Lola, arrullada por los brazos de su creación, soñó en ese luminoso amanecer romano con una costanera lejana, con  un cielo muy azul, con el Río de la Plata y con un gran espacio abierto cubierto de césped por el cual transitaba mucha gente caminando, patinando y en bicicleta. Si bien todos parecían estar en su mundo, relajándose y disfrutando del paisaje,  ni uno solo dejaba de pararse ante esa fuente enorme e imponente para admirarla en todo su esplendor.
Cuando ya entrada la mañana sus ayudantes ingresaron al salón principal del estudio encontraron a la artista profundamente dormida, abrazada a una Nereida y sonriendo. La escena les pareció extraña pero sobrecogedora a la vez: a Lola se la veía feliz por primera vez en muchos días.

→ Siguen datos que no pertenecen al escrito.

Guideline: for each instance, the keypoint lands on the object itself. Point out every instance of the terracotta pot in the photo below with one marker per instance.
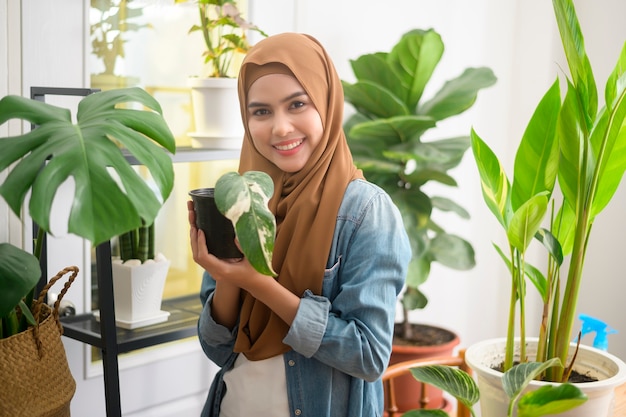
(218, 230)
(608, 369)
(408, 388)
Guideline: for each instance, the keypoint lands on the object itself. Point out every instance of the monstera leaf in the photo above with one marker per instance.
(110, 196)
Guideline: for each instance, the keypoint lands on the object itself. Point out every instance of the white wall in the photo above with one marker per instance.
(517, 39)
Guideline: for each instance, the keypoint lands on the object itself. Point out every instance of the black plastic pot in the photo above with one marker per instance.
(218, 230)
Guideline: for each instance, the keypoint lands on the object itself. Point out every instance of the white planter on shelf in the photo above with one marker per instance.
(216, 113)
(138, 291)
(608, 369)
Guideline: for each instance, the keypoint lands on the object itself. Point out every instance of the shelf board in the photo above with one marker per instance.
(181, 323)
(189, 154)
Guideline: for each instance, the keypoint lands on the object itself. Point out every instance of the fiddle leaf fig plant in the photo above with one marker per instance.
(243, 199)
(385, 135)
(110, 197)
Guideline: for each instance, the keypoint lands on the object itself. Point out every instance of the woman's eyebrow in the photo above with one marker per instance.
(289, 97)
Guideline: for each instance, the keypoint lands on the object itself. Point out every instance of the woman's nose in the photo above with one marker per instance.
(282, 125)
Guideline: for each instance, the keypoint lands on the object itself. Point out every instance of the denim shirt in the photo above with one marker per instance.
(341, 340)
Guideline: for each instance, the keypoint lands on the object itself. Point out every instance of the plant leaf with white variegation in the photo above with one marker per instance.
(243, 200)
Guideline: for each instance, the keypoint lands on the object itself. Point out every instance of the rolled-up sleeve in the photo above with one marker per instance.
(307, 330)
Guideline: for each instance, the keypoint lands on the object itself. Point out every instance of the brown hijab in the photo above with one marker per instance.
(305, 203)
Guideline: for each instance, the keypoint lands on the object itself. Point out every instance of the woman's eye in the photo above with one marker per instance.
(260, 112)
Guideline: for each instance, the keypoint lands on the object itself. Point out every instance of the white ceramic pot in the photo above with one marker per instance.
(217, 116)
(138, 292)
(608, 369)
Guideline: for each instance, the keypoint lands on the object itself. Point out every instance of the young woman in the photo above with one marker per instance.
(315, 340)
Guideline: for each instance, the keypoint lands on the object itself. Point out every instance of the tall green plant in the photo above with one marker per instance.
(570, 142)
(548, 400)
(386, 139)
(137, 243)
(110, 197)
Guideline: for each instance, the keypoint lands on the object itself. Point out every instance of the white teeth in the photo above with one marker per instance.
(288, 147)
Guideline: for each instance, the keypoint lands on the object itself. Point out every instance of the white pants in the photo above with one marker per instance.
(256, 388)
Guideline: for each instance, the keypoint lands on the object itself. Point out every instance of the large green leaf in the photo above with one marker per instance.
(414, 58)
(392, 130)
(526, 221)
(544, 401)
(608, 137)
(373, 99)
(493, 180)
(550, 400)
(375, 68)
(452, 251)
(577, 59)
(459, 94)
(537, 157)
(243, 199)
(110, 197)
(19, 273)
(452, 380)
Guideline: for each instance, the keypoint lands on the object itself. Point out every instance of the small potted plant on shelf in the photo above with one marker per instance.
(115, 19)
(385, 135)
(139, 276)
(110, 198)
(572, 142)
(214, 94)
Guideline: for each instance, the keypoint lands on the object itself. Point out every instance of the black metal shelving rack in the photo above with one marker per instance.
(103, 333)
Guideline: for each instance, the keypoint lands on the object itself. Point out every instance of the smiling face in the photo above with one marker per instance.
(284, 124)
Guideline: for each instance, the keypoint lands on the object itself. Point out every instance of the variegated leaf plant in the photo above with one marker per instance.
(243, 199)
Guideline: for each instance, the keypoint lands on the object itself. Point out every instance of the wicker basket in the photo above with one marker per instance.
(35, 377)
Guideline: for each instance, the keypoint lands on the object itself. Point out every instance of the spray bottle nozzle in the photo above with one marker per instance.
(591, 324)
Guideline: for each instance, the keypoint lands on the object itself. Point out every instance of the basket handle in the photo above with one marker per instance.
(38, 303)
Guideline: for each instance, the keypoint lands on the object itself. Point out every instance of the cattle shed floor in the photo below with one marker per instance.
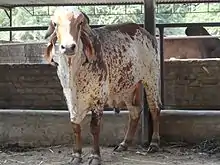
(172, 154)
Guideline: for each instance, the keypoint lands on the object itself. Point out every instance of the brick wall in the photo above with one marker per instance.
(30, 86)
(192, 83)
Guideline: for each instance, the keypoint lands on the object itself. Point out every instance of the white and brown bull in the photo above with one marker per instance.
(104, 67)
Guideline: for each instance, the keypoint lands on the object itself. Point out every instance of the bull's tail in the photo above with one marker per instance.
(148, 115)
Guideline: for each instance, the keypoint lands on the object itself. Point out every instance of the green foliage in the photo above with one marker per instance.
(112, 14)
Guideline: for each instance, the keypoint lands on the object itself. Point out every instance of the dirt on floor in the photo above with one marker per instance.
(172, 154)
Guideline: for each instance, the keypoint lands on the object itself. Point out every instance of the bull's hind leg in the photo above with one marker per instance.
(154, 106)
(95, 158)
(134, 116)
(78, 144)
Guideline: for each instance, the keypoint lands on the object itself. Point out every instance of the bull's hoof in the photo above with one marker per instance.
(120, 148)
(153, 148)
(76, 159)
(94, 160)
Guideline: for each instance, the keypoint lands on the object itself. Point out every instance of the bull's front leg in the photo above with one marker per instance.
(95, 158)
(77, 149)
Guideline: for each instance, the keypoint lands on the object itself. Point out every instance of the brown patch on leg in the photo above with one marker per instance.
(95, 158)
(77, 149)
(132, 127)
(155, 113)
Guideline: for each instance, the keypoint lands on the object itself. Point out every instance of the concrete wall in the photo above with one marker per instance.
(30, 86)
(192, 83)
(18, 53)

Lola Mora esculpió la Fuente de Las Nereidas en Roma. A mediados de 1902 la obra llegó a Buenos Aires desarmada en piezas para ser ensamblada. Lola intervino directamente en todo el proceso de armado, contando con la colaboración de sus ayudantes de taller, que también vinieron desde Roma. El primer emplazamiento que tuvo la Fuente fue detrás de la Casa Rosada, a la inauguración oficial no asistió ninguna mujer ya que tantos desnudos juntos eran considerados directamente ofensivos para los ojos de una dama. La crítica la destrozó. Se dudó de su autoría, nadie la creía capaz de crear, y mucho menos de esculpir, semejante majestuosidad. Los que creyeron en su talento como artista fueron aún más crueles: la trataron de licenciosa y libidinosa por tener esas imágenes tan sensuales rondando por su cabeza y, para colmo, atreverse a expresarlas de una manera tan realista. Ante el escándalo general no quedó otra que trasladar la obra lo más lejos posible de la ciudad y de la mirada de las personas decentes, por lo que se la confinó a la Costanera Sur (casi la Pampa misma por aquellos años). Lola se enteró del traslado estando en Europa y desesperada volvió a Buenos Aires porque solo ella sabía cómo desarmarla sin romperla, un solo golpe mal dado podía destruir una de sus esculturas para siempre.